We're able to get access to, you know, all the hospitals in China, which helped to drive growth. You know, the government continues to focus on, how can we help more patients? And I think that's a mindset that I don't see. So we talk about all the, you know, the geopolitical issues. And certainly, we're mindful of those. But I also know that anytime I go to China, it's always, they're always focused on solutions. So how can we reach more patients? Is there a product that you can bring earlier? And I think that if we continue to focus on that, you know, ultimately, what we're gonna do is have an impact on patients' lives.
Obviously, from a supply chain perspective, as a company, we wanna diversify to make sure that we have strong supply chains around the world that are independent of actions that can happen in one particular market. That's one area that we focus on as a company. Likewise, we also wanna take advantage of the great science that's happening in China. We have a partnership with a company called Kelun-Biotech for three ADCs. That's a great partnership. And Dean works, you know, very closely with that organization to make sure that we have the right studies in place that we can benefit the most patients through that, and we're not alone in that regard. Many companies have partnerships with different companies in China, whether it's BeiGene, Innovent Biologics, others. So that's another area where we're taking advantage of, you know, kind of great science that's happening in China.
To your earlier point, from a growth perspective, you know, we're now the number one company in China by revenue. A lot of that is built around the launch of GARDASIL back in 2017, which ultimately, we launched GARDASIL 9 in 2018. It has become, you know, the largest product in China. And quite honestly, we work with a partner, Chongqing Zhifei Biological Products. And anytime that we've wanted to work with any one of the provinces, we always get an open door to try to come in because their goal is, again, to save lives. So as long as we have the right attitude, we're focused on the right thing, which is the patient, I think good things have happened. And obviously, we need to make sure that we're mindful of supply chains and anything that could change.
Great. We're out of time. But let me conclude with the final question. And that is that, you, you probably have a good understanding of how investors view Merck, specifically the ex-U.S. business.

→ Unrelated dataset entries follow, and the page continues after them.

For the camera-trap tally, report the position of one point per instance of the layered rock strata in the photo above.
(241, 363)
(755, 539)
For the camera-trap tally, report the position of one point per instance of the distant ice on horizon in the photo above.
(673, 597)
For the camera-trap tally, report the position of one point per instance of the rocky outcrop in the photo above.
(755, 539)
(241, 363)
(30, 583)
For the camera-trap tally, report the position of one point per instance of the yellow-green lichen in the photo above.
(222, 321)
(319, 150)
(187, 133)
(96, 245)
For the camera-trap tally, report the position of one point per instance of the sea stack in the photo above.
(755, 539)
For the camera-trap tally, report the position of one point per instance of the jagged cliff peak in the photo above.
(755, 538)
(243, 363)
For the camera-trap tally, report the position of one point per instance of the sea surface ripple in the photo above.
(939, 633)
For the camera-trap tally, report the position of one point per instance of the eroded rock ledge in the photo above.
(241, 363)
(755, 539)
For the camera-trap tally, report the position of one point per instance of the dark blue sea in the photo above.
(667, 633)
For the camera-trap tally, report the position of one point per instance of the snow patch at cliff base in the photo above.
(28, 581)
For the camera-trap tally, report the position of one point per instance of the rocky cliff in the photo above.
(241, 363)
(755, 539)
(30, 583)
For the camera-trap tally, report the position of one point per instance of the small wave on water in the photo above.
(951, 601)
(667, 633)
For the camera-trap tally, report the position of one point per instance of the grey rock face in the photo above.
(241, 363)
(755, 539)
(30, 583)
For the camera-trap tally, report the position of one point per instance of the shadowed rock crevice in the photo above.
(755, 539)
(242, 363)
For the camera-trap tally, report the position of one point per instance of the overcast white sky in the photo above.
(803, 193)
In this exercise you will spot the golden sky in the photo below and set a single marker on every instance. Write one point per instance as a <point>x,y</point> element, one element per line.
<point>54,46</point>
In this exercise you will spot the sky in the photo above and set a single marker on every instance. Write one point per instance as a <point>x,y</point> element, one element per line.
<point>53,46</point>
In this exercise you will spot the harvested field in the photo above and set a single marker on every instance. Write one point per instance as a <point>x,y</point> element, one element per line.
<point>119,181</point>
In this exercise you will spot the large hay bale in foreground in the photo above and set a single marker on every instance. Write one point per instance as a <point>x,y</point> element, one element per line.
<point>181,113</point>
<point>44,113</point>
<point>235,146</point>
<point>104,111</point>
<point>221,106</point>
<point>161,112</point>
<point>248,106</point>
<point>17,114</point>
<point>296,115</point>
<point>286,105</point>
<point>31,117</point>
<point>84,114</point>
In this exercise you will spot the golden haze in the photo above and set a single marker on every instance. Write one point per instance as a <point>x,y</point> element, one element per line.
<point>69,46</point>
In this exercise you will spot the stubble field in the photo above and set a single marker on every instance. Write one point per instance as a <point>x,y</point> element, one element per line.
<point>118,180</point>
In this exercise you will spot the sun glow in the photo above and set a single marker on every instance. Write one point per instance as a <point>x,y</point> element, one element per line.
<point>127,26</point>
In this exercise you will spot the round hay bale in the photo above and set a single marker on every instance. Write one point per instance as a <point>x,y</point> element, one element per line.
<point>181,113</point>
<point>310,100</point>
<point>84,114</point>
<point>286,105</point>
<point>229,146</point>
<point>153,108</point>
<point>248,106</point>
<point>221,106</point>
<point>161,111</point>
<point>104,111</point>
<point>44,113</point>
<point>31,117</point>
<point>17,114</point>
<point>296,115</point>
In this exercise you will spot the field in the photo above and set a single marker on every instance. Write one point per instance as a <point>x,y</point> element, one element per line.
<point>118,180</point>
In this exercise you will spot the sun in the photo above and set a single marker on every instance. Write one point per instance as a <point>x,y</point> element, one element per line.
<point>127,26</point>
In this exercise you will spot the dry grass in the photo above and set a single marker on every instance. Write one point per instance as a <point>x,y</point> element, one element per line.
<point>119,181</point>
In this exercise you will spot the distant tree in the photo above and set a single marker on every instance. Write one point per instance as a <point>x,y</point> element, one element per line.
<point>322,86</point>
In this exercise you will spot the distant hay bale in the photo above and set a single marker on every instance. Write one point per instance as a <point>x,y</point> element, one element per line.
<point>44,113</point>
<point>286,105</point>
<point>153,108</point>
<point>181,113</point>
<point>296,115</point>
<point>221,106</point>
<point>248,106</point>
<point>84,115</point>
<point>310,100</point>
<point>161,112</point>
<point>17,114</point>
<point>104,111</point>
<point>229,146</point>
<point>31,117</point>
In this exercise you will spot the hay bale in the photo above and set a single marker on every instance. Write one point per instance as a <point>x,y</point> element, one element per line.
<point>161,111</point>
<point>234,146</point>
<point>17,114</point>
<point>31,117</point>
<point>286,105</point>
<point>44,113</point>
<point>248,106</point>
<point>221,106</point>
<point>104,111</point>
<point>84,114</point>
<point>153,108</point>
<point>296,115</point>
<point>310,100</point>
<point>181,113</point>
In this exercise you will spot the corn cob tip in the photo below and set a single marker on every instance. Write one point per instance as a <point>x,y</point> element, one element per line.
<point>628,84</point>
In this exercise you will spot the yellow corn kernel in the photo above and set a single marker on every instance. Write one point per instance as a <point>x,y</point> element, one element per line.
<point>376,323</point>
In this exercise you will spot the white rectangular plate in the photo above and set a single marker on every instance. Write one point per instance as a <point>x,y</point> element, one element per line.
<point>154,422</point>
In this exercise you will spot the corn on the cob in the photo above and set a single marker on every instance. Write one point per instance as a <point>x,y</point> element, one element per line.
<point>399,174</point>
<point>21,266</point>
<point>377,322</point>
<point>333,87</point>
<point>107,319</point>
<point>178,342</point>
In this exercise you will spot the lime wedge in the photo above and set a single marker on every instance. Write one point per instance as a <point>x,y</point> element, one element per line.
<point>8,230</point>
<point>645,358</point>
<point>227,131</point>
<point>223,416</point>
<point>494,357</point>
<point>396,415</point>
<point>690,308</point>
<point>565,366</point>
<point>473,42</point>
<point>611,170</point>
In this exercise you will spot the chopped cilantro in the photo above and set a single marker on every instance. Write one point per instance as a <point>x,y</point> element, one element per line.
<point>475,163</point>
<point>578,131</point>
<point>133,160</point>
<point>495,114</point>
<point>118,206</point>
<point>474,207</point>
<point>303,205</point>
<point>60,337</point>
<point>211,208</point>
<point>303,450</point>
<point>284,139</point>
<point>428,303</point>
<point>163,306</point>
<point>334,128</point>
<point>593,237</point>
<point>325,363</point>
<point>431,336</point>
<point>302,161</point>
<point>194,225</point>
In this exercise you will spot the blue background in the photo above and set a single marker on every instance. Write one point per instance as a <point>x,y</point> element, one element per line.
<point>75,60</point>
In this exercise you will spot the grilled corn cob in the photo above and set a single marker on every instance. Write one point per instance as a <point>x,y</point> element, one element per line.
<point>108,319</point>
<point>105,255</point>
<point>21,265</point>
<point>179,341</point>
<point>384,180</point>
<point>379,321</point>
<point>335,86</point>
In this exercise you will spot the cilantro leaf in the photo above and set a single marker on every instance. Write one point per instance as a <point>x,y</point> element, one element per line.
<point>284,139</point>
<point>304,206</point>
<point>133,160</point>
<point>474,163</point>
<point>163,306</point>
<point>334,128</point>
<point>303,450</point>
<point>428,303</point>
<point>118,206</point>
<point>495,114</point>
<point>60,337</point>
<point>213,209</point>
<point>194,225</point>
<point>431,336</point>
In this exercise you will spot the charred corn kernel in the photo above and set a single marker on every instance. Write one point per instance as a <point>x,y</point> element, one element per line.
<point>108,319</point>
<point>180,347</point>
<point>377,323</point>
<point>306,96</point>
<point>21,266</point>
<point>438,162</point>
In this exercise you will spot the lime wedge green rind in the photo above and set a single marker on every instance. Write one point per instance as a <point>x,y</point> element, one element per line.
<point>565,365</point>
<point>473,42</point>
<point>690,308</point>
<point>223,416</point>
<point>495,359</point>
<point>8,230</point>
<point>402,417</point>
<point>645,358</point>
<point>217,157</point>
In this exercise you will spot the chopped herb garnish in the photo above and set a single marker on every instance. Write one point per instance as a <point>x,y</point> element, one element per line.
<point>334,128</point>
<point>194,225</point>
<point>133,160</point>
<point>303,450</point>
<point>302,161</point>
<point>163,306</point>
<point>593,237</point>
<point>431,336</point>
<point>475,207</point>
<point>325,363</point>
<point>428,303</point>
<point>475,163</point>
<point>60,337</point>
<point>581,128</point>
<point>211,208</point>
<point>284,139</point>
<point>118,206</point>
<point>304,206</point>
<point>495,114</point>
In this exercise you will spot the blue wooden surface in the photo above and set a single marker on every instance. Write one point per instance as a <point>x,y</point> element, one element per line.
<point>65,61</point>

What is the one thing that we will realize in the next five to, say, seven years that we don't appreciate now about the Merck ex-U.S. business?

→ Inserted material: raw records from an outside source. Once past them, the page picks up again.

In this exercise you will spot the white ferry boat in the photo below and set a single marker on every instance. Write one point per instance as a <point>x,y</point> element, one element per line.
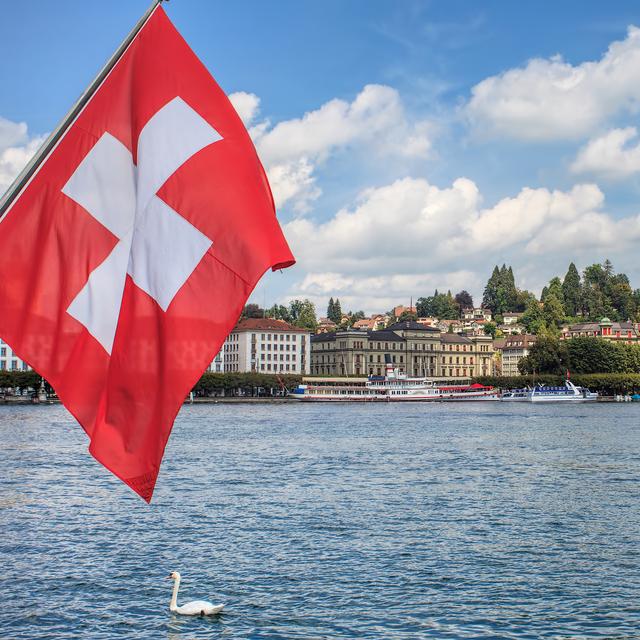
<point>392,387</point>
<point>567,393</point>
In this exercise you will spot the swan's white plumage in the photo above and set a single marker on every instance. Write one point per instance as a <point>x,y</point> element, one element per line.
<point>194,608</point>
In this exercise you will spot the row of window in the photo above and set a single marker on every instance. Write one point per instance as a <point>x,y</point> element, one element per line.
<point>267,346</point>
<point>343,344</point>
<point>283,367</point>
<point>283,337</point>
<point>275,356</point>
<point>13,365</point>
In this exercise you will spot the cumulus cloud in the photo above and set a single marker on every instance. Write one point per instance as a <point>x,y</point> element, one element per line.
<point>610,156</point>
<point>551,99</point>
<point>397,233</point>
<point>379,292</point>
<point>293,149</point>
<point>16,149</point>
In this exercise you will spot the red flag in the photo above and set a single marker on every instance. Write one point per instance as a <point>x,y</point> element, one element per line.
<point>127,259</point>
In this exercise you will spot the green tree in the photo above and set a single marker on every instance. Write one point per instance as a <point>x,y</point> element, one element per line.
<point>334,311</point>
<point>252,310</point>
<point>303,314</point>
<point>490,295</point>
<point>491,329</point>
<point>547,355</point>
<point>572,291</point>
<point>523,299</point>
<point>279,312</point>
<point>407,316</point>
<point>553,312</point>
<point>594,355</point>
<point>463,299</point>
<point>423,307</point>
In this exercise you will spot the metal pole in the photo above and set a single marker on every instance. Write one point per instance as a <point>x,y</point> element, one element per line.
<point>29,171</point>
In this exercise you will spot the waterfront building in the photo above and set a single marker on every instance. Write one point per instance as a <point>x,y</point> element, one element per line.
<point>450,326</point>
<point>515,348</point>
<point>606,329</point>
<point>413,348</point>
<point>466,356</point>
<point>9,361</point>
<point>400,309</point>
<point>364,323</point>
<point>479,313</point>
<point>324,325</point>
<point>511,329</point>
<point>265,345</point>
<point>498,346</point>
<point>429,321</point>
<point>511,317</point>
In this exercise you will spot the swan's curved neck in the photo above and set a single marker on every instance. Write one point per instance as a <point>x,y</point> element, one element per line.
<point>173,605</point>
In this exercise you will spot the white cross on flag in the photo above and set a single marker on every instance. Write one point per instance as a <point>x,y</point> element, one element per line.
<point>127,259</point>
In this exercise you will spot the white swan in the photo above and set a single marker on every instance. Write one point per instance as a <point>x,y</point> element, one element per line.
<point>195,608</point>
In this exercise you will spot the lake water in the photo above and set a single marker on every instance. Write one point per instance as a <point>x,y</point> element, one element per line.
<point>330,521</point>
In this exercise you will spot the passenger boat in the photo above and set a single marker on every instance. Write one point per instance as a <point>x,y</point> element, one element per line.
<point>567,393</point>
<point>392,387</point>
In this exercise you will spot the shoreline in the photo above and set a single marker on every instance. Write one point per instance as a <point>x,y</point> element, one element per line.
<point>51,401</point>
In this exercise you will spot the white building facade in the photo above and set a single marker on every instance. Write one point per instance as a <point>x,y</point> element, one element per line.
<point>9,361</point>
<point>265,346</point>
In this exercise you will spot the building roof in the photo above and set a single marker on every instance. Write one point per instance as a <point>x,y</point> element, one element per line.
<point>596,326</point>
<point>498,344</point>
<point>267,324</point>
<point>385,335</point>
<point>324,337</point>
<point>449,338</point>
<point>519,341</point>
<point>411,325</point>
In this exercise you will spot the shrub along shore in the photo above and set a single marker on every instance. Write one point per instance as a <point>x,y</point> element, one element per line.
<point>607,384</point>
<point>210,384</point>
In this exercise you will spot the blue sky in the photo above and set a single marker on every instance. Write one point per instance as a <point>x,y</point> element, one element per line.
<point>410,145</point>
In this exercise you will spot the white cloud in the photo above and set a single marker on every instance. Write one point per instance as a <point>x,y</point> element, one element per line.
<point>292,150</point>
<point>374,294</point>
<point>394,235</point>
<point>610,156</point>
<point>551,99</point>
<point>16,149</point>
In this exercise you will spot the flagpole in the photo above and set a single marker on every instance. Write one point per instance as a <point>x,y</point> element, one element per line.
<point>25,176</point>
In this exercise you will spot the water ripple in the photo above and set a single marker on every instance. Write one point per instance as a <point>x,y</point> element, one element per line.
<point>399,522</point>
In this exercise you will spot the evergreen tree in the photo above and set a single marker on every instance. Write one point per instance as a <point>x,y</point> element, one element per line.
<point>533,317</point>
<point>572,291</point>
<point>547,355</point>
<point>423,307</point>
<point>334,312</point>
<point>253,310</point>
<point>553,313</point>
<point>303,314</point>
<point>464,300</point>
<point>490,296</point>
<point>279,312</point>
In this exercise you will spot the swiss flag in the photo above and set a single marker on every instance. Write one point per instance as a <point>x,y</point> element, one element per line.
<point>127,259</point>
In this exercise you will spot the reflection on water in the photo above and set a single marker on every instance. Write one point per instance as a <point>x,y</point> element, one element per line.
<point>413,521</point>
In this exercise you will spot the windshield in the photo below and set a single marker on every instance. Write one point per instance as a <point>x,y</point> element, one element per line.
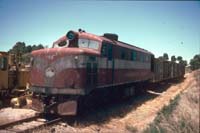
<point>63,43</point>
<point>82,43</point>
<point>87,43</point>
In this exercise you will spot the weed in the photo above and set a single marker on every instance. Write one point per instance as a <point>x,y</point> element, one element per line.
<point>131,129</point>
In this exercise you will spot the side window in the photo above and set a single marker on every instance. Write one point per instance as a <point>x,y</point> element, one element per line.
<point>3,63</point>
<point>104,50</point>
<point>109,52</point>
<point>134,55</point>
<point>123,54</point>
<point>141,57</point>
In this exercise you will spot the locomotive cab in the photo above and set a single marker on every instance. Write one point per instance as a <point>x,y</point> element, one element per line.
<point>64,72</point>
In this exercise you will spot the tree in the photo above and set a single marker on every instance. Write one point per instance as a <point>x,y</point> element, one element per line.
<point>195,62</point>
<point>185,63</point>
<point>165,56</point>
<point>160,58</point>
<point>180,58</point>
<point>173,58</point>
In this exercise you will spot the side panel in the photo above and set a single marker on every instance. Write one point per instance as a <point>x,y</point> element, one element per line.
<point>3,71</point>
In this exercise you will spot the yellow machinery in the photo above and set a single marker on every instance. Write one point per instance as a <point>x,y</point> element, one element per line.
<point>14,77</point>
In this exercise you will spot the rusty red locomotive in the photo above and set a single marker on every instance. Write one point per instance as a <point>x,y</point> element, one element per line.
<point>80,63</point>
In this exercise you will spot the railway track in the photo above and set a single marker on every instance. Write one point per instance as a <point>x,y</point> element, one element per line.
<point>29,124</point>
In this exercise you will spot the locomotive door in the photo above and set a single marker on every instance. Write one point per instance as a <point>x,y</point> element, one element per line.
<point>92,72</point>
<point>107,52</point>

You know, I would follow the fact that I think our competitive advantage is our labs. I think Dean under Dean's leadership, I think they've done a fantastic job. This year, we have more phase III studies than any time in our prior history. And I think if those phase III studies play out, whether it's oral PCSK9 or other studies that are happening, I think, you know, kind of many people focused on 2028. I think the work that Rob, Dean, Caroline have done in BD, you know, we're kind of changing that concept of a cliff to more of a concept of a hill. And the more that we can do that work in BD, the more that 2028 takes care of itself. And then we can really focus on, you know, kind of 2030 and what we're doing to help patients beyond.
Great. Sounds like an exciting future. Thank you for being with us. Thank you, everyone, for joining.